In a swap deal tagged by the parties as a Black Economic Empowerment (BEE) transaction, the Moseneke vehicle, Encha Properties, sold a portfolio of five buildings to Vukile for R1.4bn. The transaction was settled through a mix of cash and Vukile shares. The cash is destined to settle the portfolio’s debt living Encha with an unencumbered R600m worth of shares in Vukile. This translates to 7.5% of Vukile which came to the deal with a portfolio of about 90 properties valued around R7.5 billion.
Properties in the Vukile portfolio include the East Rand Mall, Sandton Bryanston Grosvenor Shopping Centre, Durban Phoenix Plaza and the Dobsonville Shopping Centre. There is also the Cape Town Parow Industrial Park, Midrand Allandale Industrial Park, Roodepoort Robertville Industrial Park, Randburg Trevallyn Industrial Park, Pinetown Westmead and Kyalami Industrial Park.
This list explains why the Mosenekes are doing this deal.

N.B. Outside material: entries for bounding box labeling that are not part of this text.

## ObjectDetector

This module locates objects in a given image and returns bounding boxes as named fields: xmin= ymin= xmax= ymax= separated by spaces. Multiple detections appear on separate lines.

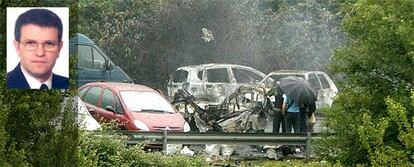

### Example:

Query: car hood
xmin=132 ymin=112 xmax=185 ymax=131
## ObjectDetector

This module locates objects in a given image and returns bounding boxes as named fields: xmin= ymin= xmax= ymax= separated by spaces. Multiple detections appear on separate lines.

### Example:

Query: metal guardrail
xmin=111 ymin=131 xmax=321 ymax=159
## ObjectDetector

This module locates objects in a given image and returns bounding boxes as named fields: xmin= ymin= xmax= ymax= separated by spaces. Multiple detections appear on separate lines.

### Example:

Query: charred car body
xmin=167 ymin=64 xmax=273 ymax=105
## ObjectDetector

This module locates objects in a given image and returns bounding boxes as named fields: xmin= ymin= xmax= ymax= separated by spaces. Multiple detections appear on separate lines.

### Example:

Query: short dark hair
xmin=14 ymin=9 xmax=63 ymax=42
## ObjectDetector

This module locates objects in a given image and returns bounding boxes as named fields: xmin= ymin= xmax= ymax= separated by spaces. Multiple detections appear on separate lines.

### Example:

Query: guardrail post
xmin=162 ymin=128 xmax=167 ymax=155
xmin=305 ymin=131 xmax=312 ymax=160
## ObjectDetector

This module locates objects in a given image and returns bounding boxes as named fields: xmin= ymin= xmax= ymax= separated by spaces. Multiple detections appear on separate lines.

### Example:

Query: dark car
xmin=79 ymin=82 xmax=190 ymax=132
xmin=69 ymin=33 xmax=132 ymax=87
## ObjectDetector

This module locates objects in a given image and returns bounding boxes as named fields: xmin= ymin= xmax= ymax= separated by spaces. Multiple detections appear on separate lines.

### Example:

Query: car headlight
xmin=184 ymin=122 xmax=191 ymax=132
xmin=134 ymin=120 xmax=149 ymax=131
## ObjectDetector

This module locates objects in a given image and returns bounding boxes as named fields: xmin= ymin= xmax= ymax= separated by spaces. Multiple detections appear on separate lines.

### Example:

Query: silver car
xmin=167 ymin=64 xmax=273 ymax=104
xmin=262 ymin=70 xmax=338 ymax=109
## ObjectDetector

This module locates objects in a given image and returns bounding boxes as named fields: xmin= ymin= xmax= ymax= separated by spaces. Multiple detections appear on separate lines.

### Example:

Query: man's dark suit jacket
xmin=7 ymin=63 xmax=69 ymax=89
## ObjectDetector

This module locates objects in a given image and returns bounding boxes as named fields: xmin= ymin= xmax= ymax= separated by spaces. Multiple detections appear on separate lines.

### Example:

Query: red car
xmin=79 ymin=82 xmax=190 ymax=132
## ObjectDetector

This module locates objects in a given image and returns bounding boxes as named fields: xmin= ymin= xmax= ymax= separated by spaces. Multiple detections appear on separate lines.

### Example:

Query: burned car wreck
xmin=172 ymin=79 xmax=308 ymax=159
xmin=173 ymin=86 xmax=290 ymax=159
xmin=172 ymin=86 xmax=272 ymax=133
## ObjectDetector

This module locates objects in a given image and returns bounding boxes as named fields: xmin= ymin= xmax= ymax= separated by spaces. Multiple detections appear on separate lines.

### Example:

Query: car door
xmin=317 ymin=73 xmax=338 ymax=107
xmin=100 ymin=88 xmax=130 ymax=129
xmin=77 ymin=44 xmax=110 ymax=85
xmin=203 ymin=67 xmax=237 ymax=103
xmin=80 ymin=86 xmax=103 ymax=121
xmin=307 ymin=73 xmax=326 ymax=108
xmin=167 ymin=69 xmax=189 ymax=99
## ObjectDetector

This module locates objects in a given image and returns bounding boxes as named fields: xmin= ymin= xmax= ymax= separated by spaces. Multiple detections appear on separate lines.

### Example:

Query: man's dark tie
xmin=40 ymin=84 xmax=49 ymax=90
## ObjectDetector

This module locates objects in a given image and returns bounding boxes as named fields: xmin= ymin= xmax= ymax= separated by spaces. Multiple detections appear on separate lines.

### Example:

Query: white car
xmin=262 ymin=70 xmax=338 ymax=109
xmin=76 ymin=97 xmax=101 ymax=131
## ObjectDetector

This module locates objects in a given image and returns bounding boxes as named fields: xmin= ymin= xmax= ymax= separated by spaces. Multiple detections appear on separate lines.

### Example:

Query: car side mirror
xmin=105 ymin=106 xmax=115 ymax=113
xmin=105 ymin=61 xmax=114 ymax=71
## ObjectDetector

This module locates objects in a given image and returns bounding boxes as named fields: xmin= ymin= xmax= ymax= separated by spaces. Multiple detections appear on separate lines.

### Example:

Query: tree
xmin=0 ymin=0 xmax=78 ymax=166
xmin=320 ymin=0 xmax=414 ymax=166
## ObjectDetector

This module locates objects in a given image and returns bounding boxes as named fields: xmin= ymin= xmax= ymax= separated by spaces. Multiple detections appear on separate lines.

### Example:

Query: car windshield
xmin=271 ymin=74 xmax=305 ymax=81
xmin=121 ymin=91 xmax=175 ymax=113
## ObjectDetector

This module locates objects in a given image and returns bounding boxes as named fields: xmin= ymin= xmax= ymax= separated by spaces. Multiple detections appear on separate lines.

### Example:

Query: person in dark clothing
xmin=268 ymin=83 xmax=286 ymax=133
xmin=299 ymin=102 xmax=316 ymax=132
xmin=282 ymin=94 xmax=300 ymax=133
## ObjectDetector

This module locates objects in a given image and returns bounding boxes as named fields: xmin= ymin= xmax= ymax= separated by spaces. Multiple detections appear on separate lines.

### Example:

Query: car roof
xmin=69 ymin=33 xmax=96 ymax=45
xmin=271 ymin=70 xmax=323 ymax=74
xmin=82 ymin=82 xmax=157 ymax=92
xmin=180 ymin=63 xmax=258 ymax=68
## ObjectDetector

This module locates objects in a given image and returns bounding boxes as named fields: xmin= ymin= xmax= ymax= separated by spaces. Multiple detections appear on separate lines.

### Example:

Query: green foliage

They are exchanging an exposure in five properties, predominantly national government-tenanted office buildings, for a stake in bigger, broader and more liquid portfolio. It is called diversification of risk. Off course this is an easier route. The alternative is harder. You grow your portfolio and then line it up for the gruelling self-driven JSE listing process. This gruelling path was opened by Sisa Ngebulana of the Billion Group in 2011. Sandile Nomvete, of Delta Property Fund, and his crew followed it last year. BEE purists prefer this path. This is because while the BEE player dilutes control in the process of listing, the BEE player remains in control.
But then, there are many ways to kill a cat. Living the sentimentalism aside, the path chosen by the Mosenekes creates the same value which would have been realised in the other path. That is all that matters right, value. Thomas Matlala knows this. He did a deal similar to the Mosenekes/Vukile transaction. Through a vehicle called Indite Property Fund, he carved a portfolio valued around R178m and injected it into a JSE listed entity called Arrowhead Properties. He is also now seating with unencumbered shares in a bigger entity.
What’s in it for Vukile, a property fund spun out of financial services giant Sanlam. They get to boost their BBBEE scorecard which comes with a bonus of a powerful grouping, the Mosenekes. Due to a mistake of South African history, the Moseneke’s never made it into the league of royal political families, the Mandelas, Tambos, Sisulus etc. But then that is a debate for another day.
Vukile does earn a strong BEE partner, the Mosenekes and Sedise Moseneke as an executive director. In its statement Vukile says Sedise Moseneke comes into the fold to oversee the government-tenanted portfolio and will work together with CEO Laurence Rapp in seeking to grow the fund. He will also have executive responsibility for driving Vukile’s overall transformation strategy.
And by the way, Sedise Moseneke is the first born child of Dikgang Moseneke, the former Pan African Congress activists cum human rights lawyer, turned businessmen, turned deputy chief justice. That makes him a niece to the agile Tiego Moseneke who is listed as the founder of Encha Group. Judging by the number of the Mosenekes in the top structure of the group as listed in its website, Encha is a budding family business empire.